从今往后的仕途……那真是不敢想,不敢想,生怕自己想多了嘴角就难以压下来了。
他继续安排并州还能找到的从前的守军一起去种地,他们现在已经不是戍守部队了,还是青壮,活脱脱的劳动力啊,不用白不买。
归家休息的路上,他遇见了同样奔赴田间考察的水曹掾史,对方正在组织军民疏浚主要灌溉渠道,以及修复被破坏的陂塘。
并州本就干旱,所以农田很需要水源的灌溉,那么各种水利设施就要加快建设了。
这位水曹掾史可是忙得连轴转,不只是他,还有好几位总管水利官员都是风尘仆仆的模样,连带着他们手底下的实习生也是一副饱经沧桑的样子。
大雍朝士族要维持的什么风流体面,面白俊朗,潇洒疏阔在这儿是看不见的。
小郎君只需要能做实事的官员,无用之人只会被小郎君无情地摒弃,没有任何回旋的余地。
单是看那些被委婉请出幽州官衙的士族就可以知晓,不管上头这位南氏嘴上吹得再怎么天花乱坠,画的大饼有多么香甜诱人,不用就是不用,就是直接把你给踹出了当官的圈子。
如今幽州的书院如雨后春笋般冒出来,各路都在开花,士族想要像以前那样高傲地占据绝对地位——难了!
二人只是打了一个照面,就在见过礼之后就相互告辞。
他俩都是大忙人,没时间在这里跟彼此寒暄,平日里用膳都是蹲在田间吃的。
老百姓更是惊奇,他们活了这么久,哪里见过当大官的这样接地气,瞪着眼睛都来看热闹呢。
……
“战争财、战争财……怨不得那么多人喜好发动战争,从中攫取的财富简直让人眼红。
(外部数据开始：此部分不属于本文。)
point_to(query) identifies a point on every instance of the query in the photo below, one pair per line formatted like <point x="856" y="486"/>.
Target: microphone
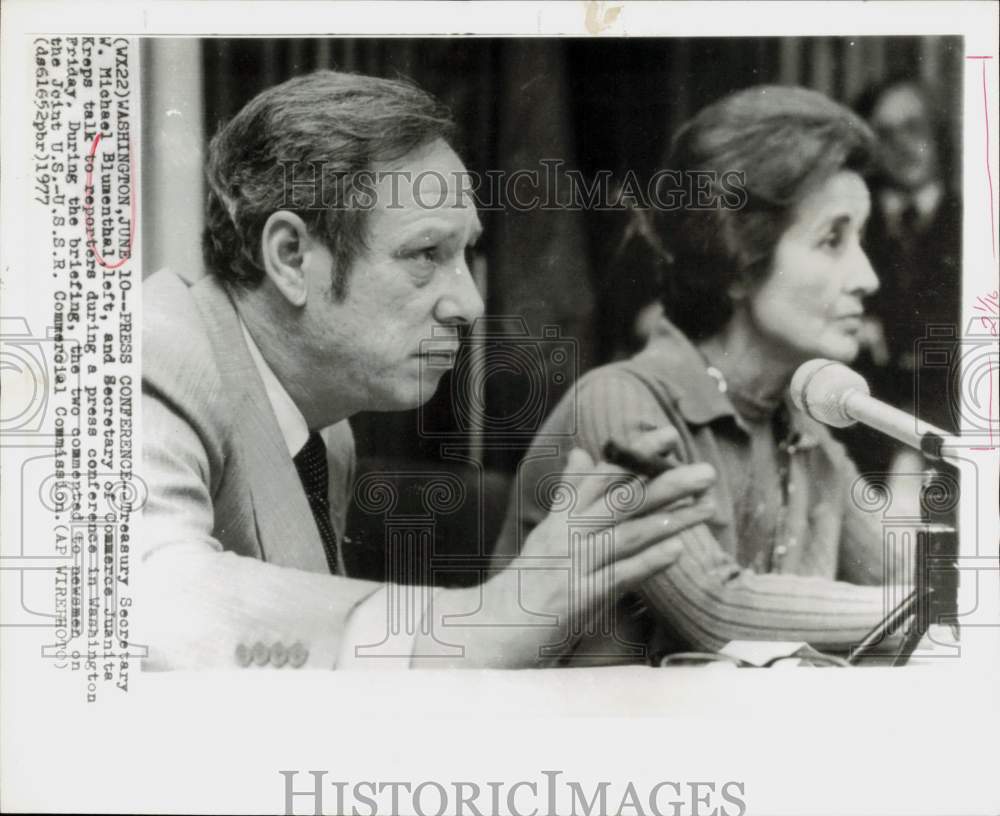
<point x="833" y="394"/>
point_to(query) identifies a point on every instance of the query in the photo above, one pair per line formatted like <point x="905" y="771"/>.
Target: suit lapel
<point x="288" y="534"/>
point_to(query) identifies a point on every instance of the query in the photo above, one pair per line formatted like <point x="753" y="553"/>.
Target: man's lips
<point x="444" y="356"/>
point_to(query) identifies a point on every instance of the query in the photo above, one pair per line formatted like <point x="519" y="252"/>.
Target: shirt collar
<point x="699" y="396"/>
<point x="292" y="424"/>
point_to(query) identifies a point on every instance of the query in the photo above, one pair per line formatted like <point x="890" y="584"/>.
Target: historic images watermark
<point x="549" y="187"/>
<point x="549" y="794"/>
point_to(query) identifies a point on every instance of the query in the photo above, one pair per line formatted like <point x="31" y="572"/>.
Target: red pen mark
<point x="989" y="304"/>
<point x="89" y="211"/>
<point x="989" y="173"/>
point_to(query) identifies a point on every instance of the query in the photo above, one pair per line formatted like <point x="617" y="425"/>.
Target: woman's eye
<point x="832" y="240"/>
<point x="427" y="255"/>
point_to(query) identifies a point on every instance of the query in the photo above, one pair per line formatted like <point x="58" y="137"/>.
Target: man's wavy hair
<point x="784" y="141"/>
<point x="336" y="125"/>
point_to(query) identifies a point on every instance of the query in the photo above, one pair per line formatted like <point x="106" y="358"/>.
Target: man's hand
<point x="609" y="529"/>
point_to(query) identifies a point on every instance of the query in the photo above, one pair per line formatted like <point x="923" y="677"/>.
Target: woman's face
<point x="810" y="304"/>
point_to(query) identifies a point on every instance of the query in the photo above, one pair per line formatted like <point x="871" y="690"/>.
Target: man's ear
<point x="284" y="242"/>
<point x="738" y="290"/>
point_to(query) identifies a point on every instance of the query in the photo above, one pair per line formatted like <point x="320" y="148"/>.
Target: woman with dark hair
<point x="770" y="275"/>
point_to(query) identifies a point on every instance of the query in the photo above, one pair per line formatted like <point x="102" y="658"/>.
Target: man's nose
<point x="460" y="302"/>
<point x="862" y="279"/>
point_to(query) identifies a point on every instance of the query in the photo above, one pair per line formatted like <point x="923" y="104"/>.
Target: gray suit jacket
<point x="233" y="567"/>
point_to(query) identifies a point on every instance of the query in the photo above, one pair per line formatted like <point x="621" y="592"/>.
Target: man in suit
<point x="913" y="239"/>
<point x="337" y="225"/>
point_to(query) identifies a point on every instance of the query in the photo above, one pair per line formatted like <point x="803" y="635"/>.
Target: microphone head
<point x="820" y="388"/>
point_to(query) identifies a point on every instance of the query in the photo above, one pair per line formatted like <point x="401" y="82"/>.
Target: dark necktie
<point x="311" y="464"/>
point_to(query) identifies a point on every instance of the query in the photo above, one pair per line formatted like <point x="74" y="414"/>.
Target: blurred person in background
<point x="753" y="287"/>
<point x="914" y="242"/>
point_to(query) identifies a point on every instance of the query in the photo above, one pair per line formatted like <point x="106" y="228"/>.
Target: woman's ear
<point x="284" y="240"/>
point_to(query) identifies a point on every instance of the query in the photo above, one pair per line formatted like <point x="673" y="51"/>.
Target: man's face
<point x="907" y="150"/>
<point x="412" y="284"/>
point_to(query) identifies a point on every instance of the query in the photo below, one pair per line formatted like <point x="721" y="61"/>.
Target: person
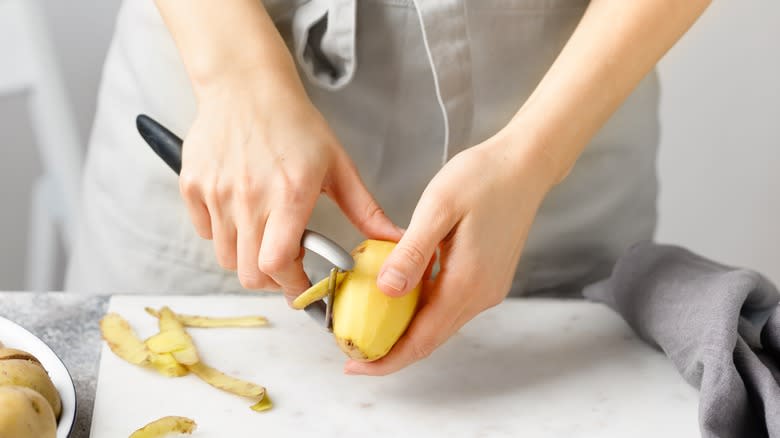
<point x="460" y="120"/>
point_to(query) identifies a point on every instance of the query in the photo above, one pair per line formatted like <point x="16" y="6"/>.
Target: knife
<point x="168" y="146"/>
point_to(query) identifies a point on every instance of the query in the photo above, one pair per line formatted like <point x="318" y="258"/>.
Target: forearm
<point x="216" y="39"/>
<point x="615" y="45"/>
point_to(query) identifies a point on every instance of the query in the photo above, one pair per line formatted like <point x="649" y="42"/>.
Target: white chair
<point x="29" y="66"/>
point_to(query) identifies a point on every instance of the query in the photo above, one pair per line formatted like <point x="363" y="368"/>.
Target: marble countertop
<point x="68" y="323"/>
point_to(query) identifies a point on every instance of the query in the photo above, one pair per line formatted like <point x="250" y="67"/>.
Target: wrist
<point x="529" y="155"/>
<point x="545" y="142"/>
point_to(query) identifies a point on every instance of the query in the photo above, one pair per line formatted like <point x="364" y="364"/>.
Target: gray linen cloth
<point x="720" y="325"/>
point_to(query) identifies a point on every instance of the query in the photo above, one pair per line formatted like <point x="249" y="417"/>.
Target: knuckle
<point x="412" y="252"/>
<point x="423" y="348"/>
<point x="223" y="189"/>
<point x="189" y="185"/>
<point x="226" y="260"/>
<point x="273" y="265"/>
<point x="248" y="189"/>
<point x="204" y="232"/>
<point x="372" y="211"/>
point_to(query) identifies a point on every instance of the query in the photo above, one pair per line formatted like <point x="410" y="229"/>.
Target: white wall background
<point x="720" y="159"/>
<point x="720" y="147"/>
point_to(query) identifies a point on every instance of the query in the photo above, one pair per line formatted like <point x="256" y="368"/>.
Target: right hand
<point x="256" y="159"/>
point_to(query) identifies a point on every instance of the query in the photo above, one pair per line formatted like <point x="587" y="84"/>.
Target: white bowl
<point x="15" y="336"/>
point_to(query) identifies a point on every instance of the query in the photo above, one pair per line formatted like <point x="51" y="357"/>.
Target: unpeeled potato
<point x="30" y="374"/>
<point x="12" y="353"/>
<point x="24" y="413"/>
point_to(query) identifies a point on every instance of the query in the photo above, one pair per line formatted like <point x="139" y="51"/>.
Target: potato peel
<point x="166" y="365"/>
<point x="224" y="382"/>
<point x="165" y="426"/>
<point x="122" y="340"/>
<point x="171" y="328"/>
<point x="263" y="405"/>
<point x="315" y="293"/>
<point x="196" y="321"/>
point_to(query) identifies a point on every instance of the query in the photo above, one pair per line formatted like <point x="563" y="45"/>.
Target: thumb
<point x="408" y="262"/>
<point x="359" y="206"/>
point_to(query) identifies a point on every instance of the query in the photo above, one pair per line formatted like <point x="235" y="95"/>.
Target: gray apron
<point x="406" y="85"/>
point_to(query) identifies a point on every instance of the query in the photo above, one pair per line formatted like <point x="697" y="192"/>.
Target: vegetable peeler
<point x="168" y="146"/>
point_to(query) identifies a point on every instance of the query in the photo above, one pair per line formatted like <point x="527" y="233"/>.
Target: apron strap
<point x="445" y="35"/>
<point x="324" y="38"/>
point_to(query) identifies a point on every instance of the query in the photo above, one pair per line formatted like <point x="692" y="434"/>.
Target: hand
<point x="256" y="159"/>
<point x="477" y="210"/>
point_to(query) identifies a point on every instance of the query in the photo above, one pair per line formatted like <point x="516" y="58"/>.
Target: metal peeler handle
<point x="168" y="146"/>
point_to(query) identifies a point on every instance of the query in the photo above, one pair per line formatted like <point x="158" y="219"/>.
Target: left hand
<point x="477" y="210"/>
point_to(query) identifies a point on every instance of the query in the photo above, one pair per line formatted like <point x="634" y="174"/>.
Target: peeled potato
<point x="29" y="374"/>
<point x="24" y="413"/>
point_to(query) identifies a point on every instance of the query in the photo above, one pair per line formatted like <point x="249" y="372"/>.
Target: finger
<point x="193" y="200"/>
<point x="433" y="324"/>
<point x="359" y="206"/>
<point x="404" y="267"/>
<point x="247" y="248"/>
<point x="224" y="231"/>
<point x="280" y="254"/>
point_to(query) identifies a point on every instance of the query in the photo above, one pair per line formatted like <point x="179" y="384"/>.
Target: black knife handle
<point x="163" y="142"/>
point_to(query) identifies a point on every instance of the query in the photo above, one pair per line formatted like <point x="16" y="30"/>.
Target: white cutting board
<point x="533" y="368"/>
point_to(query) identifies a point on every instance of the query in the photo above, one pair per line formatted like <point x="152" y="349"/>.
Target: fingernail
<point x="393" y="279"/>
<point x="349" y="369"/>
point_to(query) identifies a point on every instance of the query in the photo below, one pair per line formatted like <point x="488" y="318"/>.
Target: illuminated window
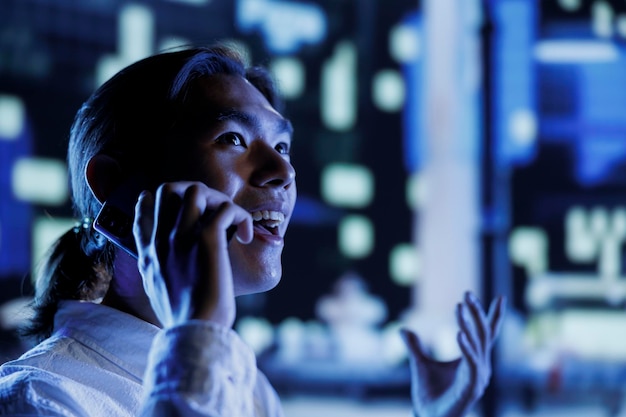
<point x="523" y="127"/>
<point x="347" y="185"/>
<point x="11" y="117"/>
<point x="404" y="265"/>
<point x="570" y="5"/>
<point x="39" y="180"/>
<point x="575" y="51"/>
<point x="416" y="191"/>
<point x="528" y="248"/>
<point x="356" y="236"/>
<point x="339" y="90"/>
<point x="602" y="16"/>
<point x="290" y="75"/>
<point x="388" y="91"/>
<point x="405" y="43"/>
<point x="621" y="25"/>
<point x="285" y="26"/>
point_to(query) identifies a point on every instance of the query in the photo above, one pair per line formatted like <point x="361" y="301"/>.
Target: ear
<point x="103" y="175"/>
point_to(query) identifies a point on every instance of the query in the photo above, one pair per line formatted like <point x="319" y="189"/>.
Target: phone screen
<point x="115" y="219"/>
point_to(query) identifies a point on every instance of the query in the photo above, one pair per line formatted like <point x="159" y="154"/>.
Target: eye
<point x="230" y="138"/>
<point x="283" y="148"/>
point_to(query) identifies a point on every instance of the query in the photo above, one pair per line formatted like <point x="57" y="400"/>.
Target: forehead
<point x="225" y="98"/>
<point x="221" y="91"/>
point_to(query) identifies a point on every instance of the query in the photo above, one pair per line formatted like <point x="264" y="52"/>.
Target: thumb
<point x="414" y="344"/>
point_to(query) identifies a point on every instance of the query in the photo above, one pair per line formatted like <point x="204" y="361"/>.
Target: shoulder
<point x="30" y="390"/>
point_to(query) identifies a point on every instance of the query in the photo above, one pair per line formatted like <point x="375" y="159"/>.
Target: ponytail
<point x="76" y="267"/>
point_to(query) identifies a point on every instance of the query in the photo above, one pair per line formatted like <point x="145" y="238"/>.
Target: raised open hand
<point x="451" y="389"/>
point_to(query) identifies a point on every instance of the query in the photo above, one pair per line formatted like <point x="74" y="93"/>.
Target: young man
<point x="152" y="336"/>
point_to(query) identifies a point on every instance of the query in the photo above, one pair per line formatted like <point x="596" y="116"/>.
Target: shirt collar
<point x="120" y="337"/>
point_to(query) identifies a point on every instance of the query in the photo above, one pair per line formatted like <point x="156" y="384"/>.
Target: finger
<point x="479" y="320"/>
<point x="471" y="358"/>
<point x="207" y="201"/>
<point x="496" y="316"/>
<point x="413" y="344"/>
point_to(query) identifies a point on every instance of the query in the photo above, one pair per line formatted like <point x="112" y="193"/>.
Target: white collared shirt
<point x="101" y="362"/>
”一位穿着灰色葛布的中年文士背着手如此感慨。
他只是发出些许感想,但眼眸之中还是波澜不惊。
这些从胡人手中抢回来的财货还不及在幽州时他过手的一小半,所以早便看不上眼了。
此人便是何统,早些年何家出事时被何族长派来投奔幽州南氏的何家人之一。当时族中还有几个小辈,却只有他得了郎君的青眼。
说来也有些不可思议,他喜好算学,对数字很是敏感。不自谦的说,也算是不可多得的人才,但却很难得到主君的看重。
这其中的关系并不矛盾。
因为对算术精通之人一般都是去掌控赋税和银钱有关之事,亦或者是天文历法和工程建造,这些皆是君主所看重的事务,非心腹不可担任之职责。
若是这位主君舍不得他白白放他离开的话,至多再把他安排到郡县上当个户曹小官儿就是了。但万万没想到的是,小郎君是个疑人不用用人不疑之人,竟然一下就把他给提拔到了管理财政一事上。
他也由此而看清了南氏的富裕,这真的是要敛尽天下之财都不为过啊!之后他又想到了不把南氏放在眼中的诸侯王和地方势力,心里不由生起了对他们的怜悯之心。
这些人的目光还是太浅薄了些,打仗用兵,没有钱是万万不能的。
而南氏收敛那么多的钱财,却又不是收为己用,富而不奢,而是像洒水似的用在天下百姓身上,这磅礴的野心可谓是所图甚大。
但这不正是何家所追求的么。
何统欣然上岗之后,还建议已经从京城逃出来的何氏族长可以考虑一下他们幽州。BOSS直聘,早来早得到老板的看重。
可惜族人们都更偏向于在南方扎根,主要是求稳。大抵是前些年被何胜虎那小子给伤透了心,所以也不愿意在乱世中沉浮。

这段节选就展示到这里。